Photograph by Patrick Messina / Getty “It would be a fool’s errand to try to list the best films by Jean-Luc Godard, who died, at the age of ninety-one, earlier this week,” the critic Richard Brody writes, as he offers an entry point to exploring Godard’s extensive filmography. Instead, “these are the films of Godard’s that have, in some sense, taken me over—the ones that most often come to my mind, on their own.” - “A Married Woman”: Godard was obsessed with Beethoven’s string quartets, and here he unifies Beethoven and genre cinema with the alluring and mind-bending dazzle of modern media, the stark graphics and hectic rhetoric of advertising, in the interest of a subtle reinvention of the very nature of cinematic realism.

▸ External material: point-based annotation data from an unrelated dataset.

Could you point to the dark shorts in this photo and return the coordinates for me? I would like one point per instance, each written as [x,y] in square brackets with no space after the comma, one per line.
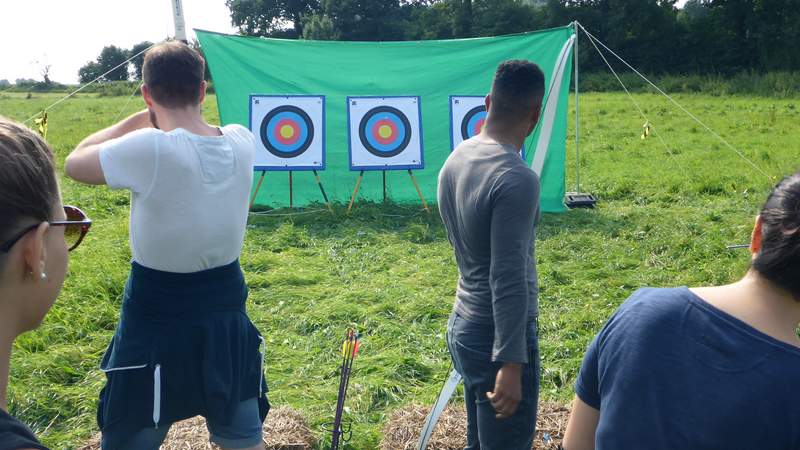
[243,431]
[470,346]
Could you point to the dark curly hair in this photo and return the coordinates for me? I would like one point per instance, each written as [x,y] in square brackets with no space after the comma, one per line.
[518,86]
[779,258]
[28,186]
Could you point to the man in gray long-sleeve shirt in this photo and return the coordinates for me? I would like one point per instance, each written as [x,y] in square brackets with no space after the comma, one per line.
[489,202]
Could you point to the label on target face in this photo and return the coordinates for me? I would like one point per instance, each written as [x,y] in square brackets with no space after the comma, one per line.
[467,118]
[385,133]
[289,131]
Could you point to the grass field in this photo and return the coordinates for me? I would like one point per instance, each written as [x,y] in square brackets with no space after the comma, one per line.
[667,212]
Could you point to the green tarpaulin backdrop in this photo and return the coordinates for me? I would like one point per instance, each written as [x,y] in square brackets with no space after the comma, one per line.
[433,70]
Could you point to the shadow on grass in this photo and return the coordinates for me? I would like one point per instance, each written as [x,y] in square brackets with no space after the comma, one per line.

- “Masculine Feminine”: When I interviewed Godard in his office in Rolle, Switzerland, in June, 2000, I told him that I considered this 1966 film to be a new beginning for him—a movie that owed nothing in style, tone, story, or scale to Hollywood, and that, as a result, served as a template for independent filmmaking by young filmmakers. (To my surprise, he agreed.)

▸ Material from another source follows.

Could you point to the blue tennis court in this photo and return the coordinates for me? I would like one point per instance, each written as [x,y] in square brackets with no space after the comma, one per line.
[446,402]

- “King Lear”: When Godard turned his attention to Shakespeare, it was with a daring sense of freedom that played fast and loose with the sacred text, but also extracted from it a tragic essence that bears little trace of a mere filming of the play; rather, it renders the drama inextricably and fundamentally cinematic.

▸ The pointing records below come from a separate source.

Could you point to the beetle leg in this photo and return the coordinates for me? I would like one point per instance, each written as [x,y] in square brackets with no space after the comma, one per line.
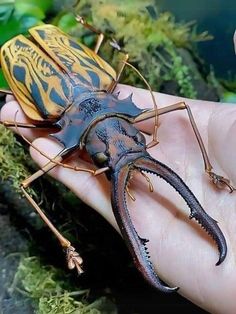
[6,91]
[218,180]
[73,258]
[101,36]
[120,70]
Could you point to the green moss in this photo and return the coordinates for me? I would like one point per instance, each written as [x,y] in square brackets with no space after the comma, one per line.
[151,38]
[49,290]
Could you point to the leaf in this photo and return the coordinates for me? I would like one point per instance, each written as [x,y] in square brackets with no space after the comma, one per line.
[41,6]
[67,22]
[3,82]
[29,9]
[5,12]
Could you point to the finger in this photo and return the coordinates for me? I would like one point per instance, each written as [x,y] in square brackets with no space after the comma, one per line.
[78,181]
[222,127]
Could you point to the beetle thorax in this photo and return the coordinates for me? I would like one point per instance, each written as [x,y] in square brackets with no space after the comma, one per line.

- “Letter to Freddy Buache”: The root of it is painting, the technique is documentary, and the emotional impulse is the overwhelming desire to connect with strangers. The art involves a kind of slow-motion effect, based on successive freeze-frames, that Godard designed for his feature “Every Man for Himself” but didn’t quite have the technology for at the time; and it features Godard’s voice, speaking to his friend, for ten straight minutes.